「部下が辞めない上司」は面接で何を見ている? 定着する人材を見極める「2つの質問」
【質問2】
上司と部下の関係性に対する認識である組織内位置認識を確かめるには、次のように質問してみてください。 【質問例】 過去に上司から納得できなかった指示はありましたか? 「ありました」と求職者が答えたら、「それはどのような内容でしたか」と掘り下げます。 「こんな作業を頼まれましたが、その意味が納得できなかったので断りました」や「やりがいが感じられなかったので、正直にやりたくないと伝えたものの、理解してもらえませんでした」といった主旨の回答だと、組織内位置認識がゆがんでいると見れます。 素直に従わないこと自体が問題とは言えません。

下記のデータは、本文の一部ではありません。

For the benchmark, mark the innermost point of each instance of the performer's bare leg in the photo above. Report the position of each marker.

話す内容が重要です。「現在○○の状況なのでこの方法でやるのはいかがでしょうか?」と上司に事実情報を上げて、判断を仰いでいたのであれば問題ありません。
採用の「決め手」にしてはいけない要素とは
このほか、面接時の注意点を挙げておくと、「何となくやる気がありそう」といった印象で採用を決めないことです。「何でもチャレンジします」とやる気に引かれて採用した社員に新しい仕事を任せようとしたら、「それは経験がなくできません」と言われてあぜんとした、なんて話は枚挙に暇がないからです。 大企業だと、「華麗な経歴」に惑わされないことが大事でしょう。たとえば、「一部上場企業で部長を務め、10億円の売上を達成した」という立派な経歴を持つ人が応募してきたとしても、結果だけを見て採用してはいけません。実際は、その人の周囲の優秀な人材のおかげかもしれないからです。 10億円を売り上げた背景にはどんな課題があり、その課題にどうアプローチをしたか。あるいはどのようなマネジメントをして、部下がどう動いたのか。売り上げの因果関係を論理的に説明できるか確かめてください。 どれだけ入念に準備をし、丁寧に面接を行っても失敗は避けられません。経歴や実績をはじめ、面接時に話した内容が実は嘘だったというケースはあります。 人間である以上、嘘を見抜けないのはある程度仕方がないです。運が悪かったと考え、気にせず前を向きましょう。